Here's a paragraph from the Catechism:
2408: The seventh commandment forbids theft, that is, usurping another's property against the reasonable will of the owner. There is no theft if consent can be presumed or if refusal is contrary to reason and the universal destination of goods. This is the case in obvious and urgent necessity when the only way to provide for immediate, essential needs (food, shelter, clothing ...) is to put at one's disposal and use the property of others.
The Catechism explains the Church's teaching on the universal destination of goods in para 2402: "God entrusted the earth and its resources to the common stewardship of mankind to take care of them, master them by labor, and enjoy their fruits. The goods of creation are destined for the whole human race." Para 2403 explains the relation of goods to property: "The right to private property, acquired or received in a just way, does not do away with the original gift of the earth to the whole of mankind. The universal destination of goods remains primordial, even if the promotion of the common good requires respect for the right to private property and its exercise."
Notice how carefully qualified the teaching is. Appropriating the goods of another may be licit if the act is necessary, urgent, and consonant with the reasonable will of the owner.
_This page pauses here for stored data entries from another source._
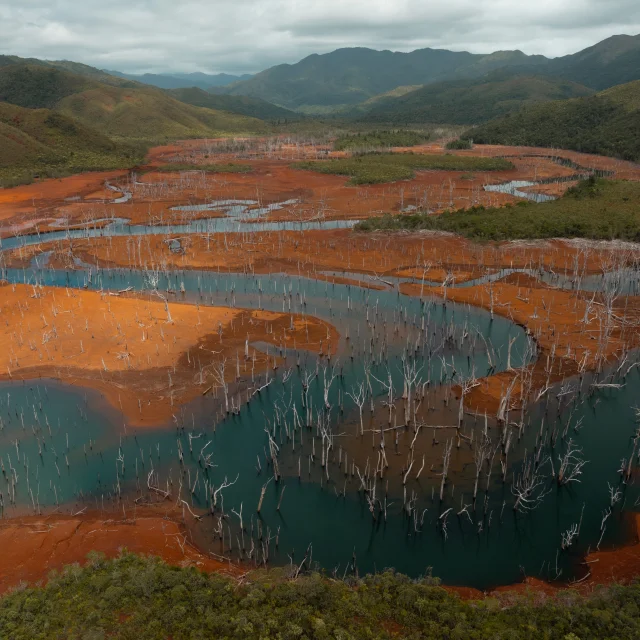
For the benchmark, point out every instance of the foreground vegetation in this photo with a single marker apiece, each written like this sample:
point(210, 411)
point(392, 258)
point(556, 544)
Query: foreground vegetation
point(373, 168)
point(607, 123)
point(380, 139)
point(135, 597)
point(594, 209)
point(228, 167)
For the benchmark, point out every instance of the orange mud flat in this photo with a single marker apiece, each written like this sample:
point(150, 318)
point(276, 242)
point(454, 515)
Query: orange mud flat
point(41, 544)
point(273, 179)
point(147, 356)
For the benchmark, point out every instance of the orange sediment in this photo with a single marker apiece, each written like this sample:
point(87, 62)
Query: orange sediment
point(145, 355)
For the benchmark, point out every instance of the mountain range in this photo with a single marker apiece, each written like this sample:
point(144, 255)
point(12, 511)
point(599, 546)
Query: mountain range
point(67, 115)
point(346, 77)
point(182, 80)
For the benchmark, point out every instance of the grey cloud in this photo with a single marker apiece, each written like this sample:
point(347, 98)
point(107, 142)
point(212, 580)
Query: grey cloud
point(250, 35)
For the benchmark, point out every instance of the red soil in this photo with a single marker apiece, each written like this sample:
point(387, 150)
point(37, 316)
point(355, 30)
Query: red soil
point(41, 544)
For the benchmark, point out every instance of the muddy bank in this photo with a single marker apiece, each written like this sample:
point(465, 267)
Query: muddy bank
point(41, 544)
point(145, 355)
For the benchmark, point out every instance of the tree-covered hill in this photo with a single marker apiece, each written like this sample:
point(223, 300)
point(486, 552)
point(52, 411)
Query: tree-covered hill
point(607, 123)
point(120, 109)
point(351, 76)
point(243, 105)
point(470, 101)
point(44, 143)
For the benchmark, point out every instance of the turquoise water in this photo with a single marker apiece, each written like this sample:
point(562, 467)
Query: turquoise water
point(329, 514)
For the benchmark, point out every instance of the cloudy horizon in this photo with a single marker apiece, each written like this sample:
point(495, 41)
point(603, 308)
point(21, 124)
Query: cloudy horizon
point(156, 36)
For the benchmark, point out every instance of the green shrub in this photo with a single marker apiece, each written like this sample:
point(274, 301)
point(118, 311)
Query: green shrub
point(372, 168)
point(594, 209)
point(138, 597)
point(380, 139)
point(460, 144)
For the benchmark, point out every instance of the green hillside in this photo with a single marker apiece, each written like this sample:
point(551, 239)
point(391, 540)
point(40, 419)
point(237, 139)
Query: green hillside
point(352, 76)
point(44, 143)
point(151, 114)
point(607, 123)
point(243, 105)
point(595, 209)
point(120, 108)
point(613, 61)
point(37, 87)
point(470, 101)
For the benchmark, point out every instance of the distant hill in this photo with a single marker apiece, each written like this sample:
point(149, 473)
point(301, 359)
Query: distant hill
point(348, 77)
point(36, 87)
point(182, 80)
point(607, 123)
point(151, 114)
point(47, 143)
point(613, 61)
point(351, 76)
point(120, 108)
point(467, 101)
point(253, 107)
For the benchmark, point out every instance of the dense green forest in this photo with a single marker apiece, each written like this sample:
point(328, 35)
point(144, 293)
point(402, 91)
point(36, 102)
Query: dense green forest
point(372, 168)
point(595, 209)
point(607, 123)
point(118, 109)
point(348, 77)
point(470, 101)
point(243, 105)
point(351, 76)
point(43, 143)
point(134, 597)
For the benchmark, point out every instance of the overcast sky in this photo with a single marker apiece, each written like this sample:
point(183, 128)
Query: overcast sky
point(246, 36)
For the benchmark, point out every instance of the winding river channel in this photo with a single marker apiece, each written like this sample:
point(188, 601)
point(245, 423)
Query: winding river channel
point(67, 446)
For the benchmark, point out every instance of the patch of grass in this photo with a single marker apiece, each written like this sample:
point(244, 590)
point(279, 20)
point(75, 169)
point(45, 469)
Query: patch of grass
point(136, 597)
point(596, 209)
point(380, 139)
point(460, 144)
point(376, 168)
point(229, 167)
point(39, 143)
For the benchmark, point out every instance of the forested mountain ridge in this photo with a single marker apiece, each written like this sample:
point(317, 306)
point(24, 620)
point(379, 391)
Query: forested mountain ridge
point(119, 109)
point(607, 123)
point(351, 76)
point(182, 80)
point(468, 101)
point(347, 77)
point(244, 105)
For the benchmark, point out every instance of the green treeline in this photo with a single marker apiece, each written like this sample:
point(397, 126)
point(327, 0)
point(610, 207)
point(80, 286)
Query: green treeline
point(373, 168)
point(133, 598)
point(607, 124)
point(380, 139)
point(594, 209)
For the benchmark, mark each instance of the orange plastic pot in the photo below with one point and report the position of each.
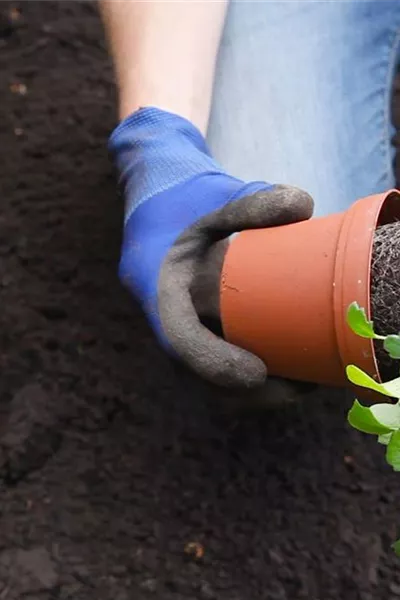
(285, 291)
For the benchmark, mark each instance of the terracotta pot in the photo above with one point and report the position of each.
(285, 291)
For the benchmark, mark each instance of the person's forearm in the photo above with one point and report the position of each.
(164, 54)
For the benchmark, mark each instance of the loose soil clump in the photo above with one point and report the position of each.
(385, 292)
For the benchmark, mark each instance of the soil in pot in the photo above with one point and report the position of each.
(385, 292)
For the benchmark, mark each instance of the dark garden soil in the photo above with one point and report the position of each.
(119, 479)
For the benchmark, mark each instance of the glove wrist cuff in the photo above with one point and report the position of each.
(153, 123)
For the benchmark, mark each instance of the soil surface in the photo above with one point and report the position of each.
(120, 478)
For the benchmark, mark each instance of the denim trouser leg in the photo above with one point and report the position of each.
(302, 96)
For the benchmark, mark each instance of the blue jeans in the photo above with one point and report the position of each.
(303, 93)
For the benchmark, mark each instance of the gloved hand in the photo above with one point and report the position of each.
(178, 202)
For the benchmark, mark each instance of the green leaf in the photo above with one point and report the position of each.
(384, 439)
(362, 418)
(393, 451)
(358, 322)
(392, 346)
(396, 547)
(387, 415)
(358, 377)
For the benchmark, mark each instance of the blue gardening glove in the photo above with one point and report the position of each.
(179, 202)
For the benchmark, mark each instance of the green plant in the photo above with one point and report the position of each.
(383, 419)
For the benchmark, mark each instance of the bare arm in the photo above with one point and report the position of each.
(164, 54)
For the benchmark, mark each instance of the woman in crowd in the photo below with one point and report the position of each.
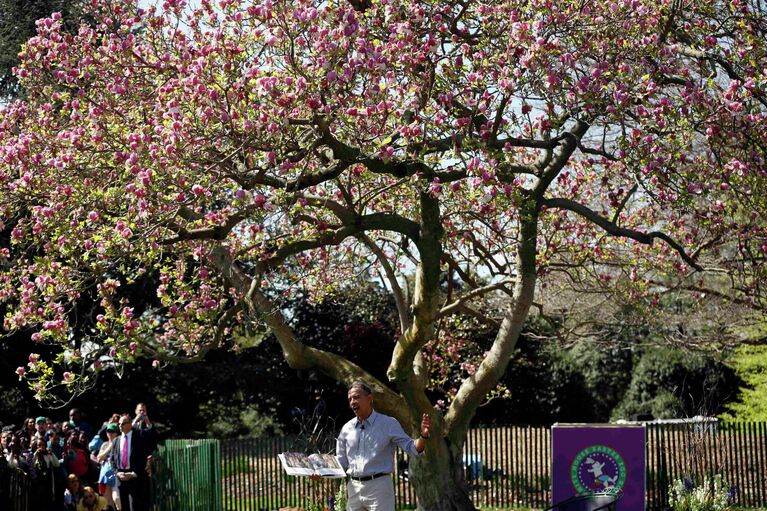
(73, 493)
(45, 464)
(77, 461)
(92, 501)
(108, 482)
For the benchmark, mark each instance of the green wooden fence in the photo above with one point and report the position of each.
(505, 467)
(187, 476)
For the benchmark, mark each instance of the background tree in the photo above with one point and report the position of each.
(239, 155)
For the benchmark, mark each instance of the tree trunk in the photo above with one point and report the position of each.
(438, 478)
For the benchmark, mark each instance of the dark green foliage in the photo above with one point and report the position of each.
(669, 383)
(750, 363)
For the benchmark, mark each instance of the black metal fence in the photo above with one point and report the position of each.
(505, 467)
(15, 489)
(511, 467)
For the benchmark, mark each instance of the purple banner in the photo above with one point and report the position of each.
(596, 458)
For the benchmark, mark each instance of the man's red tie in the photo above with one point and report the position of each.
(125, 452)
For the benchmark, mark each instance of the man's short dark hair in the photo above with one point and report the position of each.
(361, 385)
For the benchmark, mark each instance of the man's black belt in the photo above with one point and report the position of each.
(370, 478)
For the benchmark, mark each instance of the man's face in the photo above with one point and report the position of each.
(125, 424)
(360, 403)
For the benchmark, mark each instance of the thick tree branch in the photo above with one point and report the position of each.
(297, 354)
(391, 276)
(474, 293)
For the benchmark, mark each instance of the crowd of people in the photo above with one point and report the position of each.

If a gallon of milk is indispensable to provide for an urgent and essential need, and you intend to compensate the owner when possible, and the owner of the milk is not available to give his consent, and you are not depriving someone else whose need is more urgent still, you do not sin by appropriating it.
Televisions, quarts of Jim Beam, and the Collected Works of Benedetto Croce are harder to fit into the above-mentioned categories.